Future Tense

Dropbox Isn’t Snooping, but It Knows When You Try to Share Copyrighted Files

Sharing is caring, but if you share something that’s on Dropbox’s list of files protected by copyright, the company will stop you.

Illustration from Dropbox.

On Saturday, Darrell Whitelaw tweeted about a message he’d received from Dropbox. It said that the service was blocking him from sharing a copyright-protected file because of a Digital Millennium Copyright Act warning.

The notice has been retweeted more than 3,500 times, as Twitter denizens began to worry that this meant Dropbox was snooping in Whitelaw’s account—and their accounts. But from the moment he composed his tweet, long before Dropbox had even issued a statement, Whitelaw knew what was actually going on, and that the company hadn’t been looking through his files at all.

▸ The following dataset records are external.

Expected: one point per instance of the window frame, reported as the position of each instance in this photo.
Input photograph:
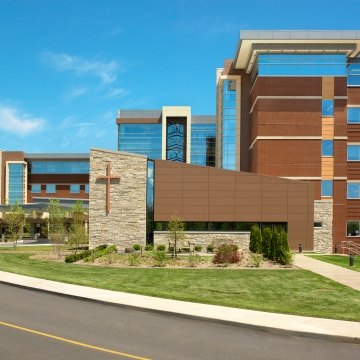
(332, 188)
(32, 189)
(352, 236)
(323, 107)
(71, 190)
(50, 192)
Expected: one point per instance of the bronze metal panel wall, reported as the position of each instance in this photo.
(340, 86)
(287, 157)
(286, 86)
(138, 120)
(340, 117)
(340, 155)
(353, 96)
(209, 194)
(286, 117)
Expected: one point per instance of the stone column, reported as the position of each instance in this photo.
(125, 224)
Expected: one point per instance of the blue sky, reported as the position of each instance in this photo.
(67, 66)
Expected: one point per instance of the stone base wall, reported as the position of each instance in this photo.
(323, 211)
(125, 224)
(205, 238)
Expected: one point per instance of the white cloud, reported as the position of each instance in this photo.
(116, 93)
(13, 120)
(74, 93)
(106, 71)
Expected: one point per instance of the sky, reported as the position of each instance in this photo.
(68, 66)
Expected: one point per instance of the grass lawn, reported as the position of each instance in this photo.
(339, 260)
(290, 291)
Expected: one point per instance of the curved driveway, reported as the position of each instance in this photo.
(137, 334)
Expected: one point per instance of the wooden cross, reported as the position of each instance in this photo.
(108, 177)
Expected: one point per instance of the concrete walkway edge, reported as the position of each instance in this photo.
(345, 331)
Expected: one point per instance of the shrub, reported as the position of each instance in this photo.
(149, 247)
(136, 247)
(256, 259)
(255, 240)
(79, 256)
(283, 252)
(194, 260)
(198, 248)
(134, 259)
(266, 242)
(100, 251)
(159, 257)
(227, 253)
(210, 248)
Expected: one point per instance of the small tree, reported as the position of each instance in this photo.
(266, 242)
(56, 225)
(77, 231)
(255, 240)
(283, 254)
(176, 229)
(15, 220)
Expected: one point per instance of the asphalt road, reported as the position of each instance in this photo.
(30, 320)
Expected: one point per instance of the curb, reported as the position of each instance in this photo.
(264, 328)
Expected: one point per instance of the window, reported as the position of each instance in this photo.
(35, 188)
(353, 71)
(144, 139)
(50, 188)
(327, 148)
(354, 115)
(353, 190)
(353, 228)
(326, 188)
(328, 107)
(353, 153)
(59, 167)
(16, 178)
(203, 140)
(74, 189)
(302, 65)
(228, 124)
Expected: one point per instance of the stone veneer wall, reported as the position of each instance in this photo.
(125, 225)
(323, 211)
(205, 238)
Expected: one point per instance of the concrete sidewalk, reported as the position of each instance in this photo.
(346, 331)
(339, 274)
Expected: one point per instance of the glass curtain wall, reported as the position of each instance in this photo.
(228, 124)
(176, 139)
(203, 139)
(59, 167)
(143, 139)
(16, 178)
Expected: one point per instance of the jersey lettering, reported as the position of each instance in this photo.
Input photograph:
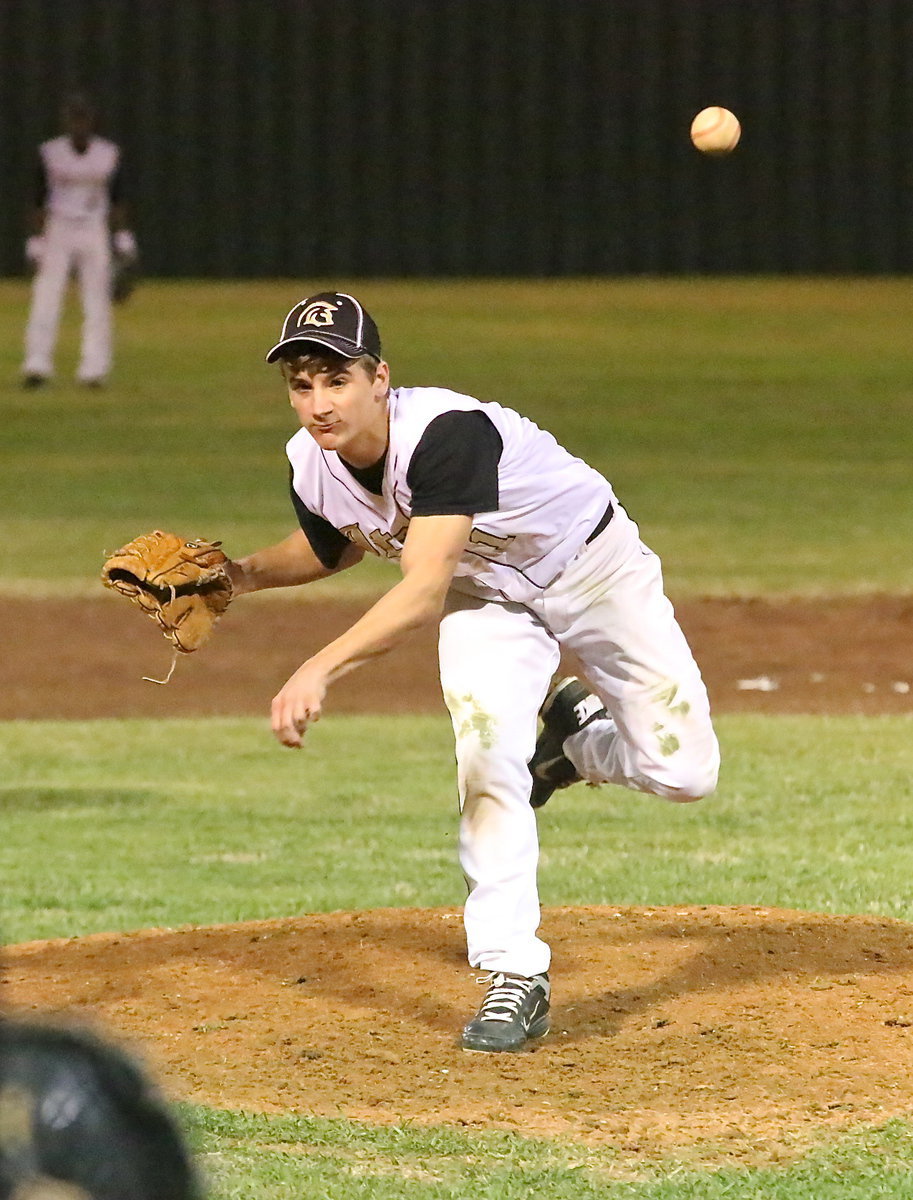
(378, 541)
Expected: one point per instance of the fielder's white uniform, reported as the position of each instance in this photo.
(77, 239)
(529, 582)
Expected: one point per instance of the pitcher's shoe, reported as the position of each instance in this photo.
(569, 707)
(515, 1012)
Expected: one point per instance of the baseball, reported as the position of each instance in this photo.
(715, 131)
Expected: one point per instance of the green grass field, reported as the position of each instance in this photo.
(757, 430)
(760, 432)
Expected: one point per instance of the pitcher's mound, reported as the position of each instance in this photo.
(714, 1031)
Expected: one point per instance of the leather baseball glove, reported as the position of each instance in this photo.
(182, 585)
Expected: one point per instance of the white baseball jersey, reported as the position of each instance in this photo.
(548, 501)
(78, 185)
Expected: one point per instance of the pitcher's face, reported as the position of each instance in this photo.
(343, 409)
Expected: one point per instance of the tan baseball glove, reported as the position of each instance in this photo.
(180, 583)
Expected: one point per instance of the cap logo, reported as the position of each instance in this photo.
(318, 313)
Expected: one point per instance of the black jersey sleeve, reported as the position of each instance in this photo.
(325, 540)
(454, 468)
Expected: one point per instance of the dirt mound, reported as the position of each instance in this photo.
(86, 658)
(720, 1032)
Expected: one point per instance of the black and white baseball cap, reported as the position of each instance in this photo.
(332, 319)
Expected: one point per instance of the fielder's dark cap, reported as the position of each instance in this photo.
(77, 1110)
(332, 319)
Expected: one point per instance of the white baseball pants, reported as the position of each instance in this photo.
(82, 247)
(497, 660)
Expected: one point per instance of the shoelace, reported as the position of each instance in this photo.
(504, 997)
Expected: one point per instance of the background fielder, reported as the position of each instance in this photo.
(517, 549)
(78, 208)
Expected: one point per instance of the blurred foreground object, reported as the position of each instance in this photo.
(80, 1121)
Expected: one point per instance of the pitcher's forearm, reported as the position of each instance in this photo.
(287, 564)
(406, 607)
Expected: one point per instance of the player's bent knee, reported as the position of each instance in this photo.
(688, 785)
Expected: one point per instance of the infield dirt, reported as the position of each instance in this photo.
(710, 1033)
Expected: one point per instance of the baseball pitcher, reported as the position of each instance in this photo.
(516, 549)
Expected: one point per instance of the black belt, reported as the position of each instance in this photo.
(602, 522)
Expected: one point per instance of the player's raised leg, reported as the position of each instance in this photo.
(655, 735)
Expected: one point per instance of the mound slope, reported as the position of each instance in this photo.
(739, 1031)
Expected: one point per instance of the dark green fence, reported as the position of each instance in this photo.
(480, 137)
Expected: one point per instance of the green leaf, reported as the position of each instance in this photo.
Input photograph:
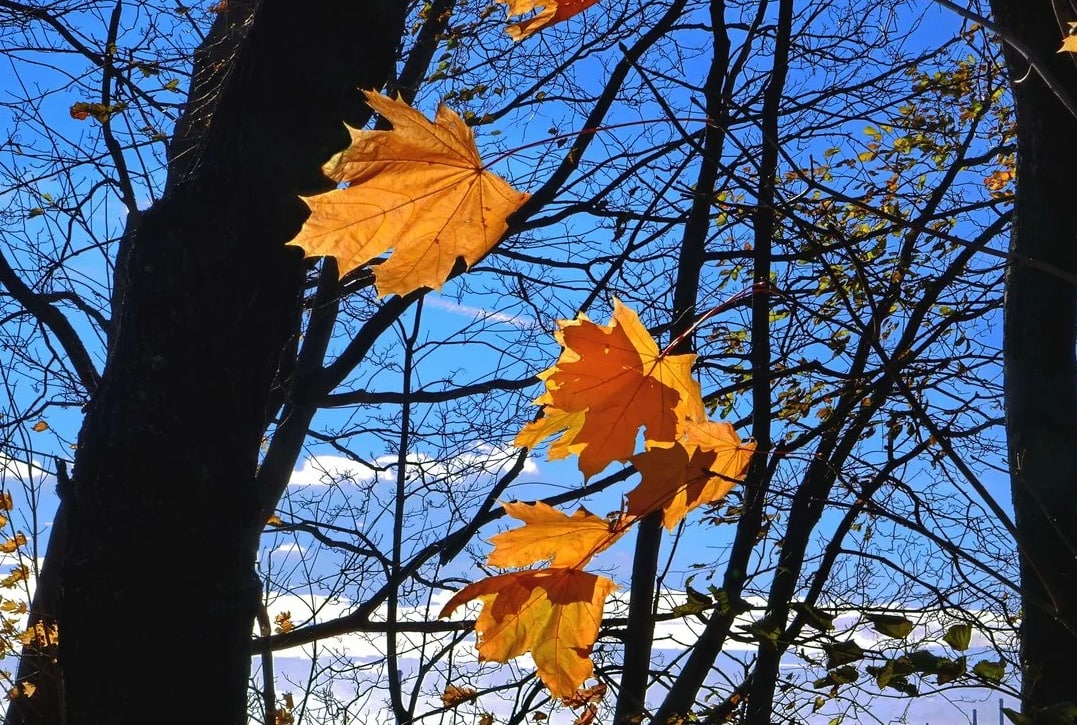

Dropbox checks the fingerprints, or hashes, of every file uploaded to the company’s servers against a list of “blacklisted” hashes that are known to have received DMCA warnings in the past. If you upload a file that is exactly the same (aka has identical contents and therefore the same hash) as a file that was shared at another time on Dropbox and received a DMCA warning, the service will automatically stop you from sharing it.

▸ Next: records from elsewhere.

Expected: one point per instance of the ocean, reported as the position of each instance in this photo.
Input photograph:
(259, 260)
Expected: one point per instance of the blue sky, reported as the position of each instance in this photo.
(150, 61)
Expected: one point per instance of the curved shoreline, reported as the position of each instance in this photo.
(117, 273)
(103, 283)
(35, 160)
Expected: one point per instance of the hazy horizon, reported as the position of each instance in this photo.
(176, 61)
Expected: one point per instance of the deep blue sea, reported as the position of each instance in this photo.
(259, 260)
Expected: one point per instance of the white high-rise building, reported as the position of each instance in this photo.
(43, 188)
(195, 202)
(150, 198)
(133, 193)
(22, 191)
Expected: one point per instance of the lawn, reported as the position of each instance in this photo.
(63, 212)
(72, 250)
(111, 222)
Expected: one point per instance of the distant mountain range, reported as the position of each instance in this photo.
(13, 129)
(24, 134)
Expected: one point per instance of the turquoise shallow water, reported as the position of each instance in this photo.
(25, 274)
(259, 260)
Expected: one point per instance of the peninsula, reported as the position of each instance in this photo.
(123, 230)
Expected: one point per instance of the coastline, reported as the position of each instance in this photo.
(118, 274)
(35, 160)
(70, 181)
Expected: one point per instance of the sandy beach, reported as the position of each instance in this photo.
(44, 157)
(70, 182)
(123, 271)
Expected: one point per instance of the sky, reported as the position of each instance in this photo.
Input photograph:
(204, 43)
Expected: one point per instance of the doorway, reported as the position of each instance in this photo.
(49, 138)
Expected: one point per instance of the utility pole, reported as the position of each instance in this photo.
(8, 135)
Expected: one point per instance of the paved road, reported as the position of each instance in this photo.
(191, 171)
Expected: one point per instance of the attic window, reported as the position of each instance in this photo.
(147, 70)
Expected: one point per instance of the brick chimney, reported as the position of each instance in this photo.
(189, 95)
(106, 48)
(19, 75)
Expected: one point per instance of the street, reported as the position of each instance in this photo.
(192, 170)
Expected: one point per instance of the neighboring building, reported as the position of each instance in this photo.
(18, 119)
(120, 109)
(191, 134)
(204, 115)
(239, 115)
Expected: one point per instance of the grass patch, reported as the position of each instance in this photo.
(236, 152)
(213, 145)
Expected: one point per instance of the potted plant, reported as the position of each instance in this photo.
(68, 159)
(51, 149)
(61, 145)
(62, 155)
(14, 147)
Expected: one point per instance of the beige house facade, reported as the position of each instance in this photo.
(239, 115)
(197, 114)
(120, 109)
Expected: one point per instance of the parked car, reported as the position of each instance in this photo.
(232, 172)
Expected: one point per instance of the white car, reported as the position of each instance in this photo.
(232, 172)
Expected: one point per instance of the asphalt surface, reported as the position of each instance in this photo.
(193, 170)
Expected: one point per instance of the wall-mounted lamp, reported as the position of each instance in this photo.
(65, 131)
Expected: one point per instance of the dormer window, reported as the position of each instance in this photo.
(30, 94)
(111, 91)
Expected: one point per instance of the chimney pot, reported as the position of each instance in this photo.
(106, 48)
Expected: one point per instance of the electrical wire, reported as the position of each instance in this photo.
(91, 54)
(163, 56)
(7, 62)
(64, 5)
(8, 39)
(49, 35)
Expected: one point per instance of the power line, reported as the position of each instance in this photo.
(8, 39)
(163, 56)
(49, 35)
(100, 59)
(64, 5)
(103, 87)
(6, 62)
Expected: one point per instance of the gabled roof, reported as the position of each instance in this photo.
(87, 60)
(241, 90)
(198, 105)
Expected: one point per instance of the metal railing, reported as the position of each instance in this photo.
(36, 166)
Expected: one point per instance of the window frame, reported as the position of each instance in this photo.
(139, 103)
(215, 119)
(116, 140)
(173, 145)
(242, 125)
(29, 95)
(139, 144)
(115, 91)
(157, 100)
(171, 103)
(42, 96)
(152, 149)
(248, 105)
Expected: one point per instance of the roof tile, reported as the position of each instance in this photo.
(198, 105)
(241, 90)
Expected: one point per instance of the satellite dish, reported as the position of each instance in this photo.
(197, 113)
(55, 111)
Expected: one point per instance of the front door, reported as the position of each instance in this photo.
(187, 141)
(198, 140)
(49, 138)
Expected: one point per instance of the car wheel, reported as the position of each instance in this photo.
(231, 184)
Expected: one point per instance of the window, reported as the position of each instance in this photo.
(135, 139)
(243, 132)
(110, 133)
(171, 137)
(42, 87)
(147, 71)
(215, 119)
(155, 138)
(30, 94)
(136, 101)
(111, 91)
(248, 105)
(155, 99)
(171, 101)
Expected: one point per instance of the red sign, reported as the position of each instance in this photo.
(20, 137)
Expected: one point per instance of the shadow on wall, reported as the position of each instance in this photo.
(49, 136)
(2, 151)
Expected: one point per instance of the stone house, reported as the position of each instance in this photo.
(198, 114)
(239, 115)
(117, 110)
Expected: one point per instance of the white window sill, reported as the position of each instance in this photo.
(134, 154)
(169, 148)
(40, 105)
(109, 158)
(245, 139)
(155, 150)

Dropbox doesn’t need to know the contents of the file, or to look at anything else you host on the service, for its software to recognize that the file is being shared improperly per copyright law. In a statement to TechCrunch, Dropbox said:

There have been some questions around how we handle copyright notices. We sometimes receive DMCA notices to remove links on copyright grounds. When we receive these, we process them according to the law and disable the identified link. We have an automated system that then prevents other users from sharing the identical material using another Dropbox link. This is done by comparing file hashes. We don’t look at the files in your private folders and are committed to keeping your stuff safe.

The takeaway here is that Dropbox isn’t the right place to be sharing anything pirated. And as Whitelaw said in a tweet, “No shared box will ever be ‘private.’ ” It’s almost impossible to find a service that stores your data but doesn’t have a way to look at it with either human eyes or algorithms.